A check by the Board of Audit reveals that many worker-dispatching firms had not paid their premiums for health insurance or for the pension scheme. Its report concluded that the unpaid premiums for both insurance schemes amounted to ¥3.4 billion.
In 1997 the Board conducted a special survey on the coverage taken out by worker-dispatching firms for social insurance. The survey was in addition to the regular audits made on provisions for old-age pensions. According to the survey, the examination of wage registers and the employment contracts of worker-dispatching firms revealed that around 1,500 firms had yet to pay their premiums for such insurance. Premiums for employees' pension and health insurance are shared by both employers and workers and are paid by the former. Those employed during the period of less than two months are not eligible for either kind of insurance. However, many of workers registered at the manpower company are dispatched to the client firm, repeat a short-term employment contract of a less than two-month duration and being actually employed long-term.

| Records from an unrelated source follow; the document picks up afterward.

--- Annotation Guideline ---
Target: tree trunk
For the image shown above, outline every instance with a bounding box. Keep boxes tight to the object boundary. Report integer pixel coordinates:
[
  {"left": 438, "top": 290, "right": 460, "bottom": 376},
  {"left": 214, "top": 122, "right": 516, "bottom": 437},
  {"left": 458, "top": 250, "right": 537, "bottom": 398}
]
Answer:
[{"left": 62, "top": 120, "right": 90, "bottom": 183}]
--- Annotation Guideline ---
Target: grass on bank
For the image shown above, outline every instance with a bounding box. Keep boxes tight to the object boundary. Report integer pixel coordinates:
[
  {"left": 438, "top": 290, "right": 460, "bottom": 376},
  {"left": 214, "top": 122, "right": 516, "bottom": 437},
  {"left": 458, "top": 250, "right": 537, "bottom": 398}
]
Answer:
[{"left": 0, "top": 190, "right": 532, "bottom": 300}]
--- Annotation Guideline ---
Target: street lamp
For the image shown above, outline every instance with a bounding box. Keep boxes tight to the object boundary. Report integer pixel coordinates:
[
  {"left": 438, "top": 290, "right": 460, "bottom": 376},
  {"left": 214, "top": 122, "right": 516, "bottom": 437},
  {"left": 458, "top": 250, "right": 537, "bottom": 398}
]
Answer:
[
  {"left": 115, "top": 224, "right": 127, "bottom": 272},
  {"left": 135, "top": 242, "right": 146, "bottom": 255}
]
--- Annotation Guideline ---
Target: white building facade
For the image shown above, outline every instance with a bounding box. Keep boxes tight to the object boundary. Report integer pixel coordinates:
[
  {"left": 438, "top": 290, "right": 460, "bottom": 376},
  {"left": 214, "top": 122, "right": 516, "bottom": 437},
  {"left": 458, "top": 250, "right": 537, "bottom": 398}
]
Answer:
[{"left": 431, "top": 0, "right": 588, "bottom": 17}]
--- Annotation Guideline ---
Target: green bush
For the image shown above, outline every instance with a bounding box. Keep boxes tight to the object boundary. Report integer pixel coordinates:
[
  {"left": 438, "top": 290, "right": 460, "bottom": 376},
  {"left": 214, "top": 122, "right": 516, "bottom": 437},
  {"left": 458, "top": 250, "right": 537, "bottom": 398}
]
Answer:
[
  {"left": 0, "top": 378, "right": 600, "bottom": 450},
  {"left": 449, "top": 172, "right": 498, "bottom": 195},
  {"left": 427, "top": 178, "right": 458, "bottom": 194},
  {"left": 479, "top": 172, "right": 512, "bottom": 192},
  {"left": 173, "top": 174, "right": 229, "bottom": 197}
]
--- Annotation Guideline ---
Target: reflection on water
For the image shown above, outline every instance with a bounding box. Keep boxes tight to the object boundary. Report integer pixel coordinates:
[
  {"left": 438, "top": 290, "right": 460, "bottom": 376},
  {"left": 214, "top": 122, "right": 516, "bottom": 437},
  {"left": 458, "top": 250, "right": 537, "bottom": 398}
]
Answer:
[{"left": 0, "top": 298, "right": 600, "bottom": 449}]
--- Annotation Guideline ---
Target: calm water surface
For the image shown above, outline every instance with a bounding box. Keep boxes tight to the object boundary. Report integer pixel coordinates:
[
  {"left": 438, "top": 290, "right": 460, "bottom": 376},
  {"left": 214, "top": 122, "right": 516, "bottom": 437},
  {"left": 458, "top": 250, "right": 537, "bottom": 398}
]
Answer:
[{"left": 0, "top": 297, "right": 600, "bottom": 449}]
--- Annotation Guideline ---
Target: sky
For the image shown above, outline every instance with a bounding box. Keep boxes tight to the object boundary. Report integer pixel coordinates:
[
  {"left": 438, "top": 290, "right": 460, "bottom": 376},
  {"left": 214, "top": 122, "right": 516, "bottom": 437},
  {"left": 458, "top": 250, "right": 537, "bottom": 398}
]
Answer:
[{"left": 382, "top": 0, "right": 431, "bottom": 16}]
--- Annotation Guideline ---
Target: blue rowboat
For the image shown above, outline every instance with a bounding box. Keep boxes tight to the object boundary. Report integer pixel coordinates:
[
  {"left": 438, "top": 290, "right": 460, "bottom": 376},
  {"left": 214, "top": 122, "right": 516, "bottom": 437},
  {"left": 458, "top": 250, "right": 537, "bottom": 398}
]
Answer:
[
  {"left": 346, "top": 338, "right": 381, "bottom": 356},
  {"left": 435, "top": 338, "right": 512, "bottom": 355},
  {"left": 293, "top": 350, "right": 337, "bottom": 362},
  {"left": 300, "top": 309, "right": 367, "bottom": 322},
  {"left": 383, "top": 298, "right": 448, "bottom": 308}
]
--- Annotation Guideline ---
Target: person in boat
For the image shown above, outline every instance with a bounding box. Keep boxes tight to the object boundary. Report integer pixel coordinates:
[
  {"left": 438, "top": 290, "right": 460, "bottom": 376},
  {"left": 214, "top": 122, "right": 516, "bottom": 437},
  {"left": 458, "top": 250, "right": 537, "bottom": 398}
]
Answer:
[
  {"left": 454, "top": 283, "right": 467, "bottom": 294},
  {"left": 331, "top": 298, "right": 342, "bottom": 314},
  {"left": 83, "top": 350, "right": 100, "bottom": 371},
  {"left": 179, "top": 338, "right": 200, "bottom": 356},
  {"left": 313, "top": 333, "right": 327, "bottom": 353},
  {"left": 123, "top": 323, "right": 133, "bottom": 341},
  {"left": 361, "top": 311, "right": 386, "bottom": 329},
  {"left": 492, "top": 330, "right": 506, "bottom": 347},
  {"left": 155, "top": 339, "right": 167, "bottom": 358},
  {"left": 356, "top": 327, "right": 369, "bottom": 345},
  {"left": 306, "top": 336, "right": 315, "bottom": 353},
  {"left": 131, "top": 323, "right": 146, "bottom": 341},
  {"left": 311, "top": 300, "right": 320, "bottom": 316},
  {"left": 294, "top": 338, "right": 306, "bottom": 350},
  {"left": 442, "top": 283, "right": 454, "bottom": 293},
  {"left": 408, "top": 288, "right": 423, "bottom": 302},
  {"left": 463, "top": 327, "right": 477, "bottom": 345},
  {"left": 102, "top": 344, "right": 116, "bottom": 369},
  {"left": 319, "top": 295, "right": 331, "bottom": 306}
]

The majority of these manpower firms had failed to report to the social insurance office and pay their premiums, despite the fact that dispatched workers had been hired for more than two months and were qualified for being insured.
With a rising number of worker dispatching firms, the problem of the unpaid premiums has become a major concern. The Board of Audit is asking the Social Insurance Agency to make a more concerted effort to inform the firms about their responsibilities in this regard. The Agency will also be taking steps to collect the outstanding premiums.